Hiring for Fit or Skill?

When you’re hiring, what do you value?  Fit or skill?

If we vote via our actions then we have a vote in each camp.  Our hiring process clearly values skills over fit.  And our firing process favors fit.

Our hiring process starts by listing out the duties to be performed and the vanilla requisite skills needed.  Oh, and don’t forget the vital throw-away line, “…must be comfortable working in a fast paced environment.”   Next, we scour resumes for the right words.  We want someone who has done this job before.  The interview will further probes for experience, knowledge and skills with the occasional, ‘tell me about a time when…’ question.
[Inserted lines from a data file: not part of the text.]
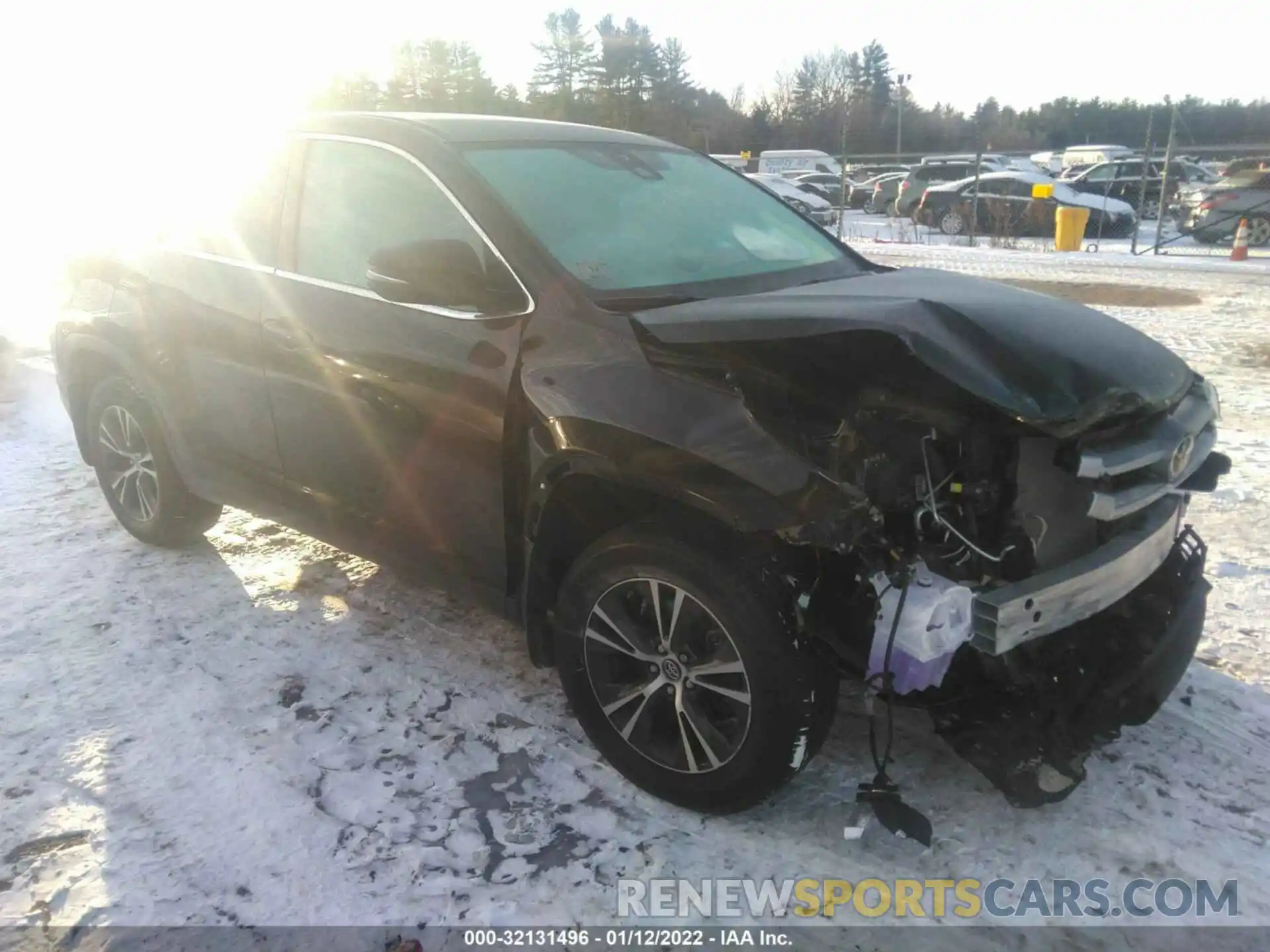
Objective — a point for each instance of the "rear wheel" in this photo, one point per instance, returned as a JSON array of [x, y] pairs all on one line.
[[1259, 231], [687, 676], [136, 473]]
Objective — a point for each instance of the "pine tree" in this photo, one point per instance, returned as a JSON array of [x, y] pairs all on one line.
[[563, 63]]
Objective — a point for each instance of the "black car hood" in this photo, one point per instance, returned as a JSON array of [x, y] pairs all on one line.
[[1052, 364]]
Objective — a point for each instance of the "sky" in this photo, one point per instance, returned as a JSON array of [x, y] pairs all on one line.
[[1011, 51], [95, 84]]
I’ve referenced these numbers before, but they’re so astounding I need to keep repeating them.  Forty-six percent of those new hires ‘fail’ within 18-months.  Only one in ten depart because of a shortfall in technical competence.  We’re firing people because they didn’t fit.  The manager couldn’t connect with them, couldn’t motivate them or couldn’t coach them.  Exactly whose holds the failure bag is clearly up for debate.

Obviously, a baseline of skill is required.  But, consider this:

Tom Brady: Fit > SkillTom Brady didn’t have the greatest skills when he left the University of Michigan.  In fact 198 other men were deemed to have better skills in the 2000 NFL draft.  But the Patriots liked the way he approached the game, his demeanor fit coach Belichick’s and his strengths could be accentuated within the Patriot’s system.  In other words, he was a great fit. And today, while still not the best athlete on the field, he’d be considered by all to be one of the greatest quarterbacks of all time.   Skills are only part of the Patriots’ equation.

Let’s hire based on people who are most eager to learn.  People how are most likely to thrive, not just on their own, but also in our system.  Let’s hire people with the inner desire to do more.  And let’s figure out what it takes to draw that ‘more’ out of them.

Adding rigor to the softer side of the evaluation process is a must.